[J-core] 64 bit ISA (Re: Jcore mailing list and tutrle board)

BGB cr88192 at gmail.com
Fri Jul 7 14:25:59 EDT 2017


On 7/7/2017 6:06 AM, D. Jeff Dionne wrote:
> On Jul 7, 2017, at 3:28, BGB <cr88192 at gmail.com> wrote:
>
> Hi BGB,
>
> It seems like what you are working with is quite a redesign of the ISA.  I wouldn't do that, such approaches usually wind up as personal experiments.  Backward compatibility is the order of the day for an instruction set architecture upgrade.  Something completely different is going to run into adoption problems, and as such not be of much interest to anyone except as an exercise (unless it catches on, and then it's a different ISA).  One thing that is important for any potential 64bit extension is the 32bit mode should be fully compatible with the existing toolchains and OS, meaning the mode switch is well defined and on the fly switching as seamless as possible.
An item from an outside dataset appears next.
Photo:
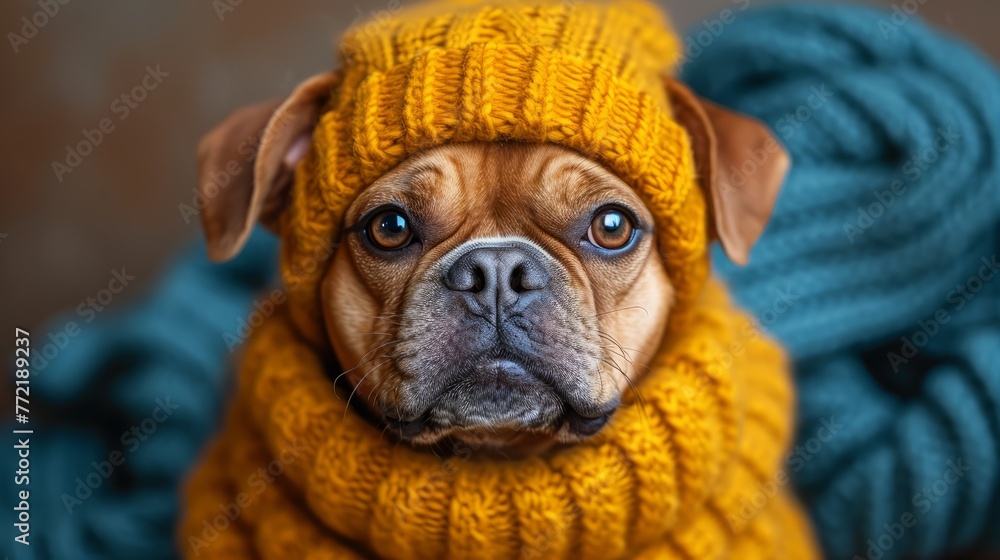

it is backwards compatible, and builds directly on the existing 
instruction encoding.

there are limits though, namely that if it needs to deal with 64-bit 
registers & addresses, then normal 32-bit code wont be able to work 
correctly in 64-bit mode (it will either truncate addresses or otherwise 
mess up with mismatched data sizes or similar).


the arch would be able to run 64-bit kernel code with 32-bit userland 
code (like is typical in Windows), though the reverse probably wont be 
true. the CPU would boot in 32-bit mode, so it is mostly up to the OS to 
enable 64-bit operation and similar (otherwise, it should act basically 
about like an SH4).


but, if one wants quadwords in 32-bit code, this is easier, and can be 
done while still in 32-bit mode.
I was mostly just considering it "non-canonical" for various reasons 
(mostly that a 32-bit OS, and the existing C ABI, would not preserve 
registers correctly, and also to avoid making it an issue for "32-bit 
only" cores).

say, we have a 32 and a 64 bit core; ideally code compiled in 32-bit 
mode should work equivalently on both cores.

it could also be possible to do mixed 32/64 code via thunking, but this 
would add a lot of hair.


> One main reason we started with SHcompact as the ISA is the memory footprint, and the external bus access patterns (not to ignore of all the toolchain and OS infrastructure that was mostly there already).  In embedded systems, memory access patterns and bandwidth is of critical importance.  We have, for instance, massive data flows through the DMA engines in our products and the CPUs have to co-exist usefully using the same DDR memory.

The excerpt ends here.